“Now I feel like I need to learn more about the story,” I could overhear someone saying as I left a screening of “The Lady,” and though it’s a low bar to surpass for a biopic, it’s no small achievement that Luc Besson’s film about the Burmese activist Aung San Suu Kyi leaves you wanting more.
That may sound like a backhanded compliment, but it shouldn’t be taken as such. After the series of self-serious awards bait that passes through movie theaters every winter, “The Lady” is refreshing in reframing Suu Kyi’s struggle to bring democracy to her home country, mostly while under house arrest, as a bit of a comic book treatment, light on detail yet vividly drawn.

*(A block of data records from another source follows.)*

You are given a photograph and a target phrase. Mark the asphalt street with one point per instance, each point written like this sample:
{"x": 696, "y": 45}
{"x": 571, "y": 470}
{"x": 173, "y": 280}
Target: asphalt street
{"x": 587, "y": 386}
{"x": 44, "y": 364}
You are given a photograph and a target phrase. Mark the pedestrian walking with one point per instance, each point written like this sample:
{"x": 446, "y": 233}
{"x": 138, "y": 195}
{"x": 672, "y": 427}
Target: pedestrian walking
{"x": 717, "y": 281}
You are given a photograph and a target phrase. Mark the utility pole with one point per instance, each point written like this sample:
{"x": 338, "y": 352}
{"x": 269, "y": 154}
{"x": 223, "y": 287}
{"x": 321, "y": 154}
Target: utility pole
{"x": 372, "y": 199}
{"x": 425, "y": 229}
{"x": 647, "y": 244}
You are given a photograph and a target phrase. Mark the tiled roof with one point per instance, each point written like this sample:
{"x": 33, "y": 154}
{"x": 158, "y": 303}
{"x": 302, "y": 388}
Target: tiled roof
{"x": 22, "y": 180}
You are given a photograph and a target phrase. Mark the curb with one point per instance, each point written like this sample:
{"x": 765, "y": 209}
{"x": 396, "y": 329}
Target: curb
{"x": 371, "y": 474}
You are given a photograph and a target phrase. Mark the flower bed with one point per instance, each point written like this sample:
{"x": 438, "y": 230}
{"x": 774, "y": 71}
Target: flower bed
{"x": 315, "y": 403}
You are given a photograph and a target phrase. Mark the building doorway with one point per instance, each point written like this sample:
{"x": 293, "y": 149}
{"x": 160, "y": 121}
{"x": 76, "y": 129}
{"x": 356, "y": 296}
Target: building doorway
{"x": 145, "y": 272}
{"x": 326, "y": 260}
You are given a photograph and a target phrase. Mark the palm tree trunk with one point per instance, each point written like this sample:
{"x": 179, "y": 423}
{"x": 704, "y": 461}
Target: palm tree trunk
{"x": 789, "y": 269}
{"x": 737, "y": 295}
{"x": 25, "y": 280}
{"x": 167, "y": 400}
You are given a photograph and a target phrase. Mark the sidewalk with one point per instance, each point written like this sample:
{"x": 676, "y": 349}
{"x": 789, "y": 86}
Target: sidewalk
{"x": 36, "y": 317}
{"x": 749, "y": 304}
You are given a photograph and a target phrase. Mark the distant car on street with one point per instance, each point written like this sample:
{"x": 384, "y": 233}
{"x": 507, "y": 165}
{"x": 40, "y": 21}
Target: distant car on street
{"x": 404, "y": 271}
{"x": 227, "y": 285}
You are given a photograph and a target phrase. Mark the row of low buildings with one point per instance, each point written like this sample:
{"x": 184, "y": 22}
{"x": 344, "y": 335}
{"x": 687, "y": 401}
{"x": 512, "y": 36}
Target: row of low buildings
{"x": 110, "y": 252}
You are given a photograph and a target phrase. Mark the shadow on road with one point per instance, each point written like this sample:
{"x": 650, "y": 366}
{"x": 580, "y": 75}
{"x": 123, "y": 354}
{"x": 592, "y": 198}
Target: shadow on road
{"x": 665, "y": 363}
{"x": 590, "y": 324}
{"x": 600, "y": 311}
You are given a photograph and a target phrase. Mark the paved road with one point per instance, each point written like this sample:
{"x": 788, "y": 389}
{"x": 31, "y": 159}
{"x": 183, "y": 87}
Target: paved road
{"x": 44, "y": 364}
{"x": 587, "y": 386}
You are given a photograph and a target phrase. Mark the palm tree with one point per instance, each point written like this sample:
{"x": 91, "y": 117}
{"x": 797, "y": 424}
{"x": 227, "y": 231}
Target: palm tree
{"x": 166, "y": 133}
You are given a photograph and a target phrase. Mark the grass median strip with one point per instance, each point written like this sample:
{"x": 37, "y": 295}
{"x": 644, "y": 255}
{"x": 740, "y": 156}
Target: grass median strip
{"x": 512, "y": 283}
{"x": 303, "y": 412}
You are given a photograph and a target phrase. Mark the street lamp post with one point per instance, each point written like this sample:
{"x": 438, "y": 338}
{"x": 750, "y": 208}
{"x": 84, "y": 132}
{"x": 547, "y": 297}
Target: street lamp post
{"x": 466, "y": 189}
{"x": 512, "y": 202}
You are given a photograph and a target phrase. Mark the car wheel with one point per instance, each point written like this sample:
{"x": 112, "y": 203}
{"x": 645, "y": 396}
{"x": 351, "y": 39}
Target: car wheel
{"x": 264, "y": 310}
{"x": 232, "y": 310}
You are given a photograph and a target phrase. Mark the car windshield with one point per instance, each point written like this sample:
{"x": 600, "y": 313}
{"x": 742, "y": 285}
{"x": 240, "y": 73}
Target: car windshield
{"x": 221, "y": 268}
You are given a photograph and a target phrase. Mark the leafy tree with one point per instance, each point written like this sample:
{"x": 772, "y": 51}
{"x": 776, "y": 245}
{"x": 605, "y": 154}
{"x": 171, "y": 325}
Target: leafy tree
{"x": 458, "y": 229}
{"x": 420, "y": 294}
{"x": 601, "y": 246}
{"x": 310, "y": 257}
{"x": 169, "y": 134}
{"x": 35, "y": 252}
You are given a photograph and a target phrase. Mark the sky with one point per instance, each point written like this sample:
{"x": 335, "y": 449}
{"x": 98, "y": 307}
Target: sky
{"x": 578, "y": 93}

Besson sets up the parameters for this within the film’s first five minutes, opening up with the voice of a young Suu Kyi asking her father to “Tell me a story” and shortly after he tells her about when Burma was known as the golden land, a group of his political rivals burst through the doors of the family’s plantation with the same swagger as Gary Oldman in “The Professional” and kill him point blank. Filmed in slo-mo with the gunmen drawing their weapons directly towards the camera, the sequence borders on poor taste considering the historical context, but Besson’s use of the action techniques he perfected in such films as “La Femme Nikita” and “The Fifth Element” rattle the senses in order to open up the mind for what otherwise might be a dull history lesson.
Of course, the director had tried this once before with “The Messenger,” the ill-fated take on Joan of Arc that set Milla Jovovich on her path towards becoming a kickass heroine, but let bombast overrun the narrative. Here, he does the opposite by taking an icon in Michelle Yeoh and allowing her considerable gravitas to carry the story of Suu Kyi’s rise to power as a peaceful agent of change. The daughter of the revered revolutionary Aung San, Suu Kyi is the natural choice to become the leader of Burma’s National League for Democracy, though a potentially unavailable one since moving west with her husband Michael Aris (David Thewlis), a British Tibetan scholar. She is brought back to Burma by the poor health of her mother, a political force in her own right who gets short shrift in Rebecca Frayn’s straightforward script, and the film finds an emotional core in the long-distance relationship between Aris and Suu Kyi.
As depicted in “The Lady,” Aris and Suu Kyi are driven together by idealism rather than actual romance, which is why it’s forgivable that few sparks fly in the scenes where Thewlis and Yeoh are on the same continent. After all, when Yeoh is painted as angelically as Suu Kyi is here, it makes sense that the only evidence of sex is the two children they have together, both of whom become indifferent to their mother’s place on the world stage when they see her so rarely. Yet that’s actually part of the film’s strength in depicting the personal toll Suu Kyi’s commitment to a democratic Burma takes on those closest to her, the millions depending on her and, in all too rare moments, herself.
Yeoh and Thewlis both give nuanced performances that are in stark contrast to the cartoonish villains placed around them, the Burmese dictatorship dressed in garish military garb so weighted down with decoration there’s no mistaking that they’re the heavies. (The film ridiculously — but entertainingly — would have you believe that Suu Kyi’s 15-year imprisonment was strongly influenced by a general’s consultation with a psychic.) Though Besson fills the film with color, he clearly views its subject matter in black and white, with the behavior of its heroes and villains exaggerated for effect, the accuracy of their behavior questionable but not the intentions behind it. By dressing up the film in terms he knows well, Besson shows good and evil as it really is, enlivening a story that too few know. Surely the definitive biography of Suu Kyi has yet to be made, but even if “The Lady” requires footnotes, it’s intriguing enough to inspire one to go look them up.
"The Lady" opens December 2nd in Los Angeles at the Music Hall for a one-week Oscar consideration run. It will be released on February 17th.